I wonder if I will get the commission for a set of chairs next?


----------



## ChadPMIK (Jun 28, 2013)

A table that unique definitely needs matching chairs.


----------



## phillip.c (Aug 9, 2012)

Alan - lovely work.

What program did you use to do the electronic sketches?


----------



## mailee (Nov 11, 2005)

I use Sketchup Phillip. I find this easy to use and handy for showing my customers the design.


----------



## bdusten (Mar 22, 2013)

I never saw one before that is a very nice design looks great!


----------



## fdcox (Dec 3, 2007)

Really great design and functional


----------



## OPG3 (Jan 9, 2011)

*Semi-private message to Alan...*

Alan, I saw this thread "floated to the top" again! I cannot seem to get this design out-of-my-mind, it is ingenious! A number of attributes about this design and execution are quite amazing. Alan, I don't send-out a huge amount of "friend requests", but I have sent one to you. I will appreciate it if you will accept my request. If there is a hold-up because of bad breath or my snake collection, please let me know. Here is my goal: I need to assemble a group of people that I share interests with - because I am an inventor and will be needing to have a group of peers who have demonstrated to me that they can "think outside of the box" and are articulate. 

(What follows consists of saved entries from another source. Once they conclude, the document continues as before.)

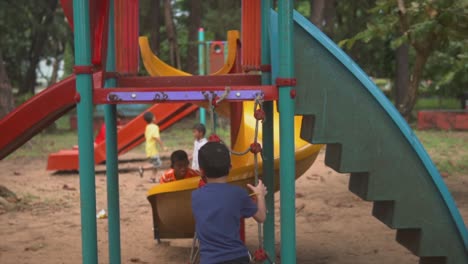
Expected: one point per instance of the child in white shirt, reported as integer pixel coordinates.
(199, 131)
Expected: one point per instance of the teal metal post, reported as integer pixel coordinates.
(112, 165)
(84, 87)
(286, 109)
(268, 145)
(201, 66)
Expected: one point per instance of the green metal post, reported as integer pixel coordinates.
(286, 109)
(112, 165)
(84, 87)
(268, 145)
(201, 66)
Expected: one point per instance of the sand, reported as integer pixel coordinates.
(333, 225)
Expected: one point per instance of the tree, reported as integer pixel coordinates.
(29, 35)
(427, 26)
(6, 95)
(193, 26)
(174, 55)
(322, 14)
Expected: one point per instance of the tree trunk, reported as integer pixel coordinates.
(55, 68)
(402, 77)
(38, 39)
(194, 25)
(317, 12)
(174, 55)
(410, 98)
(6, 95)
(155, 28)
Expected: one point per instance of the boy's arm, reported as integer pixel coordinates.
(260, 216)
(158, 139)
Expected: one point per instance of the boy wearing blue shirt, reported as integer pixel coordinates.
(218, 208)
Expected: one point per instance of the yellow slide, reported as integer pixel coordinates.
(170, 202)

Just this last Tuesday, I went into business with two partners on a manufacturing venture that I am heading-up. The product we will initially be manufacturing is one of my own invention and at this time I am unable to publicly announce it, but that should change in the next 4-8 months. I've already made an employment offer to one of the Router Forums members, who should be able to start during the product line's developmental stages. Among many of my friends here and otherwise, that individual and I have become good friends and I have learned to respect his opinions and advice. What I am attempting to do is assemble an "All Star Team" for a product line that will be marketed worldwide!

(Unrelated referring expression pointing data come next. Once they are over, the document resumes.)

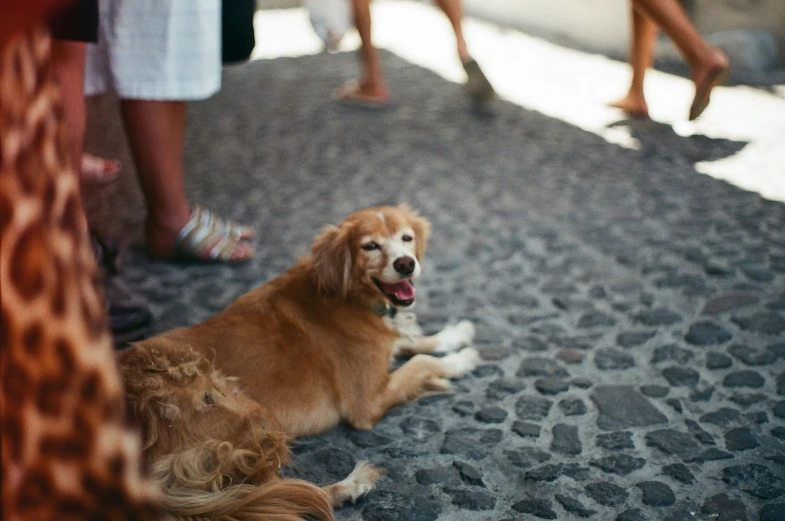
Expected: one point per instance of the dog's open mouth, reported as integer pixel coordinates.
(400, 293)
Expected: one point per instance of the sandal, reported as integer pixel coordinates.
(209, 238)
(203, 217)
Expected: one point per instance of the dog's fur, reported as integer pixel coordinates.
(213, 452)
(313, 347)
(314, 344)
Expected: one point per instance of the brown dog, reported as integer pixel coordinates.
(314, 345)
(213, 452)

Please seriously consider this request,
Otis Guillebeau from Auburn, Georgia


----------



## phillip.c (Aug 9, 2012)

mailee said:


> I use Sketchup Phillip. I find this easy to use and handy for showing my customers the design.


Do you use the free version by any chance? I'm trying to find out if it's worthwhile for me to learn how to use it if it lacks the capabilities necessary to sketch anything real...

Thanks,


----------



## mailee (Nov 11, 2005)

Yes Phillip, it is the free version of Sketchup. There is a bit of a learning curve to it but it is one of the easiest to get the hang of. I have used a few of the CAD programs but found this is so simple to draw in 3D and does impress the customer with scale drawings.


----------



## MEBCWD (Jan 14, 2012)

Alan,

Really love the table! 
Very good set of photos and explanation to document the build, something I have a problem doing. I am always so happy when I get a project finished I forget to take pictures, I just want to get it delivered and get on to the next project. Then a few days later I I think I should have taken pictures. Like today, I spent the day in the shop and when I went back in the house I saw the camera on the computer desk.

I wish I had the room in my shop that you seem to have in yours.


----------